McNally: If you compare your quality of life and the prospective quality of life for your children with the German quality of life, things are only getting worse. To cite just one example, economist Robert Frank talks about the fact that American families end up moving into neighborhoods they can't afford because that's where the good schools are, and I'm sure this played some role in the mortgage collapse.

Geoghegan: We'd be much more competitive globally if Americans had six weeks off, and had a chance to go and see what people are doing in other countries. We'd come back much more sophisticated about them and probably have better ideas about how to sell things to them.

McNally: You point out that as globalization grew, the US chose to compete on the basis of cheap labor by outsourcing. We kept the marketing and executives here and moved the manufacturing elsewhere. We've been playing that game for 20-30 years now. Germany chose to play the opposite game.
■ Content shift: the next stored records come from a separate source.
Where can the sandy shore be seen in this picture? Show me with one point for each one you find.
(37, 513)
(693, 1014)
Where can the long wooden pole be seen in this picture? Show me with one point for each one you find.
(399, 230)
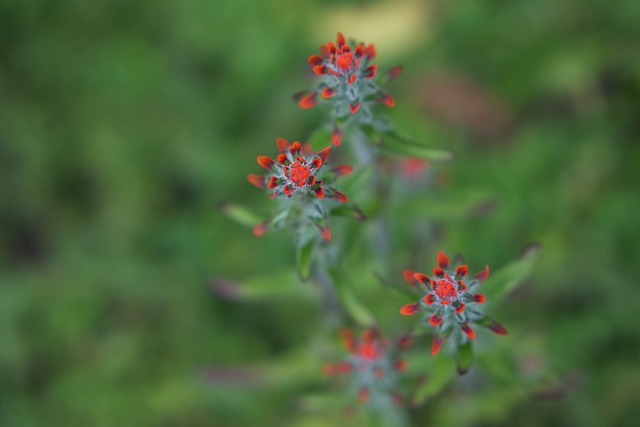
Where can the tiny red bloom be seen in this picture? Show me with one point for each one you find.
(296, 169)
(371, 363)
(349, 78)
Geoghegan: 30 years later the Germans are making money off of China, and China is making big time money off of us. One thing I really try to get across in the book: Many Americans think that we've got a trade deficit because we can't compete with China. We've got a trade deficit because we can't compete with Germany in selling things to China. Until people wake up and look at the kinds of things that the Germans are doing to keep their manufacturing base, we're going to continue to run deficits which leave us in the clutches of foreign creditors and compromise our autonomy as a country.

McNally: This is something that the right wing should be up in arms about.

Geoghegan: Absolutely. And they're clueless. They are mortgaging this country's future and they're too stupid to realize it.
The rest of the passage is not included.